The obvious first choice for consuming a REST API is to use a REST Data Source. I won't get into the step-by-step, but here are a few things that tripped me up when I created one.

In the 'POST' Operation, set the 'Database Operation' field to 'Fetch rows':

REST Data Source Setup - Step 1
💡
You will want to replace hardcoded timeStart and timeEnd with variables such as #START_TS# and #END_TS#.

Delete the GET, PUT, and DELETE Operations; we do not need them.

Set up the following parameters:

REST Data Source Setup - Step 1

In the Data Profile, set the 'Row Selector' field to 'results'.

REST Data Source Setup - Step 2

Once all the above is in place, click 'Rediscover Data Profile', then click 'Replace Data Profile'.
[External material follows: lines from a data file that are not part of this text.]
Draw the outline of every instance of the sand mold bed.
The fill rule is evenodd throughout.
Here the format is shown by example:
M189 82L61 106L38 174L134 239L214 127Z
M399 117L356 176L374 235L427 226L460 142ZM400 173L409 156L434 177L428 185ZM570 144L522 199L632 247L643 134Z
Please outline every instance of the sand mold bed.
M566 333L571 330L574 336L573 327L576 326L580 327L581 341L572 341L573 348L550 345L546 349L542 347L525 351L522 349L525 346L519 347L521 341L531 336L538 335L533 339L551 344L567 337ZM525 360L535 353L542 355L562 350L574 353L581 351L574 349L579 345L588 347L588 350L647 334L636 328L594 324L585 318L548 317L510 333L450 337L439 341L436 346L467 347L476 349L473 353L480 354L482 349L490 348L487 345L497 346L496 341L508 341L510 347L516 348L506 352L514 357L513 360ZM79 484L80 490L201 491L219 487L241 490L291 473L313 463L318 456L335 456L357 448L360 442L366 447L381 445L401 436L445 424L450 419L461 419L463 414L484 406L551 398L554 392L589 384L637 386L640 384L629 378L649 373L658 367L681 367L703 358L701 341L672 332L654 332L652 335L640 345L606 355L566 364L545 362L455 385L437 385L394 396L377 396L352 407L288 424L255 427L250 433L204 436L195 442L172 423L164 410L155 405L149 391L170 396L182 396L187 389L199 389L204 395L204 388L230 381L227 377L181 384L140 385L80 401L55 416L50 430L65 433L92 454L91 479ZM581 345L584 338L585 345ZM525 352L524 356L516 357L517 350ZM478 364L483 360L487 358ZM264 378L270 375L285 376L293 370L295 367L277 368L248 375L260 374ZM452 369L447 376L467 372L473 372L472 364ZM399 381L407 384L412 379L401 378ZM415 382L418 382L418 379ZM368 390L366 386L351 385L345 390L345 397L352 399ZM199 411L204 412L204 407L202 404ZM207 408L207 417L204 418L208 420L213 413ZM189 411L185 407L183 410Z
REST Data Source Setup - Step 3

Unfortunately, REST Source Types for 'Oracle Cloud Infrastructure (OCI) REST Service' do not automatically walk OCI Logging Search paging tokens. If you are only expecting a few hundred emails a week, that should not be an issue, as you can fetch up to 1,000 log entries at a time. You could create an Interactive Report based on the REST Source, add some Start and End Date Time parameters, and you have everything you need.

If you expect higher email volumes, you could use APEX_WEB_SERVICE to retrieve the data and loop through the pages yourself, or build a REST Source Connector plug-in.

Syncing to a Table

If you expect to send fewer than 1,000 emails per hour, it may be easier to use a REST Source Sync to sync the last hour's logs to a local table. This has the advantage of circumventing the 14-day window limit of the logging API.

You will need to use the REST Source Sync 'Steps' feature to pass the limit, START_TS, and END_TS parameters. In the example below, I am looking back 1 day. You may need to adjust this based on the number of emails you expect to receive.

REST Source Sync Steps
💡
Remember to add a purge routine to periodically clear old records from the sync table.

Conclusion

Enabling OutboundAccepted and OutboundRelayed logs gives you a reliable way to determine whether an email was delivered, bounced, complained about, or suppressed.

For low-volume use, a REST Data Source plus an Interactive Report is usually sufficient, as long as you stay within the 1,000 records-per-call limit. For higher volume or longer retention, use a REST Source Sync (or PL/SQL paging) to persist results to a table and work around the 14-day query window. Once the data is local, you can join it to your tables and build deliverability views and alerts that meet your requirements.